Der inhaltliche Bereich „Family and Changing Gender Roles” wurde 1988, 1994, 2002 und 2012 als Themenschwerpunkt durchgeführt. Somit liegen für vier Messzeitpunkte verschiedene Sets von Variablen und Items (z. B. Einstellungen zur Erwerbstätigkeit von Müttern, zur Rolle des Vaters in der Familie, zur Eheschließung, zu alternativen Familienformen, die faktische Arbeitsteilung im Haushalt etc.) für Analysen der Einstellungen zu verschiedenen Aspekten von Geschlechterrollen vor. Diese Daten sollen in dem Projekt sowohl nach unterschiedlichen Ländern differenziert als auch Kohorten bzw. Altersgruppen vergleichend ausgewertet werden.

Ausgewählte Ergebnisse

Die Einstellung zur Erwerbstätigkeit von Müttern hat sich im Zeitraum von 1988 bis 2012 in der deutschen Bevölkerung deutlich verändert. Während im Jahr 1988 34 % der Frauen in den alten Bundesländern voll und ganz zustimmten, dass eine berufstätige Mutter ein genauso herzliches und vertrauensvolles Verhältnis zu ihren Kindern finden kann wie eine Mutter, die nicht berufstätig ist, waren im Jahr 2012 59,4 % der Frauen dieser Meinung. Bei der Einstellung zur Akzeptanz einer Erwerbstätigkeit von Müttern im Hinblick auf negative Konsequenzen für das Verhältnis zwischen Mutter und Kind wird für Westdeutschland weiterhin deutlich, dass Frauen diesbezüglich eine positivere Einstellung aufweisen als Männer. Die Prozentwerte der vollen Zustimmung zu dieser Aussage sind zu allen vier Meßzeitpunkten für Frauen höher als für Männer (siehe Abbildung 1).
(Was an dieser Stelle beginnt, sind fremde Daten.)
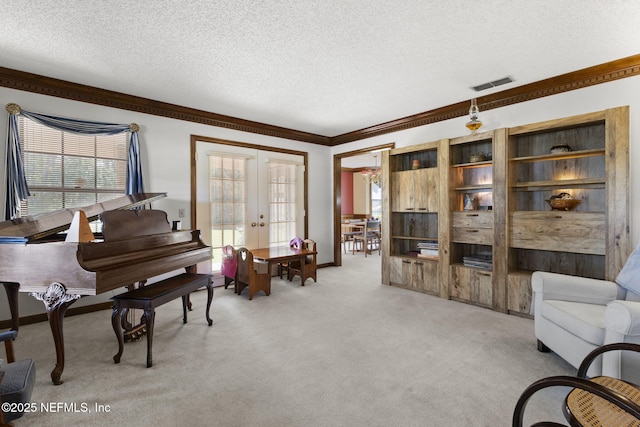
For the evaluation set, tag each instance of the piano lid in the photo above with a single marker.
(45, 224)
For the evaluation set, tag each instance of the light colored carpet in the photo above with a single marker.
(345, 351)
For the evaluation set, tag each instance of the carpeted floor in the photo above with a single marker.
(345, 351)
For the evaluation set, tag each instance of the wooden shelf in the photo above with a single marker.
(426, 239)
(475, 187)
(560, 156)
(564, 183)
(483, 164)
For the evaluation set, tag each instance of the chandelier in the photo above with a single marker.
(373, 175)
(474, 123)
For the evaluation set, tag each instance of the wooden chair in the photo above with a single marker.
(229, 266)
(284, 265)
(254, 275)
(349, 232)
(597, 401)
(369, 238)
(16, 378)
(306, 269)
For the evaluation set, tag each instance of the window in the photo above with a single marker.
(227, 195)
(282, 202)
(376, 201)
(68, 170)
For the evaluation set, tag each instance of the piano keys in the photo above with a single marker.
(136, 245)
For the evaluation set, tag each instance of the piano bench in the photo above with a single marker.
(154, 295)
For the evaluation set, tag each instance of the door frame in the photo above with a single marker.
(303, 154)
(337, 194)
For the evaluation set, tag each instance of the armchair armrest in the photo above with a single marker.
(574, 288)
(623, 317)
(589, 358)
(609, 394)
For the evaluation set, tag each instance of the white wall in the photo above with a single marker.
(166, 168)
(595, 98)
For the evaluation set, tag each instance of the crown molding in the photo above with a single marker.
(43, 85)
(603, 73)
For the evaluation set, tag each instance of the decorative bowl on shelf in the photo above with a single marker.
(559, 204)
(479, 157)
(560, 148)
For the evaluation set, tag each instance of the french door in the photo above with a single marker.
(247, 197)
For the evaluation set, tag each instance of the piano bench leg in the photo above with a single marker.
(116, 322)
(150, 315)
(185, 304)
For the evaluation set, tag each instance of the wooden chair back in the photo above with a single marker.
(251, 274)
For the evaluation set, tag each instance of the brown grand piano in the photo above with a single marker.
(135, 246)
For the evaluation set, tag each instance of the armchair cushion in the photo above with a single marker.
(563, 287)
(583, 320)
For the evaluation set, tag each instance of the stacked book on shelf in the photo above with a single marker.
(478, 261)
(428, 250)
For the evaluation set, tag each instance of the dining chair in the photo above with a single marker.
(307, 267)
(597, 401)
(369, 238)
(252, 274)
(349, 231)
(17, 378)
(229, 266)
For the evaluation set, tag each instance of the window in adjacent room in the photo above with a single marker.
(68, 170)
(376, 201)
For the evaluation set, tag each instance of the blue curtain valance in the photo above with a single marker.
(17, 188)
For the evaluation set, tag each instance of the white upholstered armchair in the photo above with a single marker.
(574, 315)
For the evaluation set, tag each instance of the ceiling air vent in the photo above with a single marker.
(494, 83)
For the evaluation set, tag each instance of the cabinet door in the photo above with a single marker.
(415, 191)
(402, 194)
(425, 276)
(471, 285)
(425, 187)
(401, 271)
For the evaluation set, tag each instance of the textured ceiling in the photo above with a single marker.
(327, 67)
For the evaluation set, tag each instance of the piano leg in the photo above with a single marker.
(56, 301)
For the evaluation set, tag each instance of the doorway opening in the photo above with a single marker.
(247, 195)
(365, 154)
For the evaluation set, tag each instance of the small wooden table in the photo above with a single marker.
(280, 254)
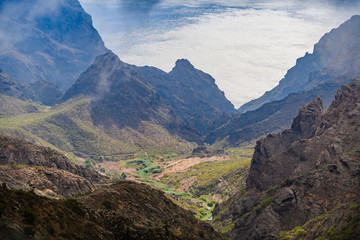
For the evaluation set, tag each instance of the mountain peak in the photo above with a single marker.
(183, 64)
(308, 118)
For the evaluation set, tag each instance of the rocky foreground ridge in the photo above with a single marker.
(26, 166)
(306, 177)
(124, 210)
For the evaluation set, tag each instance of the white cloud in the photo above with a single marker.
(247, 51)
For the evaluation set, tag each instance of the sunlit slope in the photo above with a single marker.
(69, 127)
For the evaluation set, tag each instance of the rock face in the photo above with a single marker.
(52, 41)
(48, 165)
(121, 97)
(193, 94)
(271, 117)
(122, 211)
(335, 62)
(45, 92)
(302, 173)
(49, 182)
(304, 125)
(335, 54)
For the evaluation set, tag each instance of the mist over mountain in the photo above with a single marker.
(192, 93)
(51, 41)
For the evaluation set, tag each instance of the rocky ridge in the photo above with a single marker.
(121, 97)
(302, 173)
(48, 42)
(125, 210)
(335, 54)
(193, 94)
(26, 166)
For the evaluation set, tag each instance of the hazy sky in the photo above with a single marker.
(247, 46)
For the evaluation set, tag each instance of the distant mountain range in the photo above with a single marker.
(333, 56)
(52, 41)
(303, 182)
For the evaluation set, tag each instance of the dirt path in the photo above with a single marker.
(182, 165)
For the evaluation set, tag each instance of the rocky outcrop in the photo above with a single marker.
(335, 54)
(193, 94)
(15, 151)
(49, 182)
(304, 125)
(47, 41)
(121, 97)
(122, 211)
(294, 180)
(43, 92)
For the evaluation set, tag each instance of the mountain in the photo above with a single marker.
(192, 93)
(334, 55)
(276, 109)
(121, 97)
(125, 210)
(122, 211)
(52, 41)
(26, 166)
(43, 92)
(272, 117)
(303, 180)
(111, 111)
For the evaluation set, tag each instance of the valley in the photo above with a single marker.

Abb Wandel-geschlechterrollen-1

Abbildung 1: Eine berufstätige Mutter kann ein genauso herzliches und vertrauensvolles Verhältnis zu ihren Kindern finden, wie eine Mutter, die nicht berufstätig ist – Westdeutschland
Quelle: ISSP 1988 (n=2830), 1994 (n=2238), 2002 (n =903), 2012 (n=1191) (eigene Berechnungen)

Ein Vergleich mit den Daten der Befragten aus den neuen Bundesländern zeigt, dass auch hier die Zustimmung der Frauen zu der Aussage: „Eine berufstätige Mutter kann ein genauso herzliches und vertrauensvolles Verhältnis zu ihren Kindern finden wie eine Mutter, die nicht berufstätig ist“ höher ist als die der Männer, und zwar ebenfalls über alle drei Meßzeitpunkte (1994, 2002, 2012). Gleichzeitig ist erkennbar, dass die Akzeptanz in den neuen Bundesländern ein deutlich höheres Niveau als in Westdeutschland aufweist. Bereits 1994 stimmten 68,4 % der Frauen aus den neuen Bundesländern dieser Aussage voll und ganz zu und 2012 waren es 83,6 % (siehe Abbildung 2).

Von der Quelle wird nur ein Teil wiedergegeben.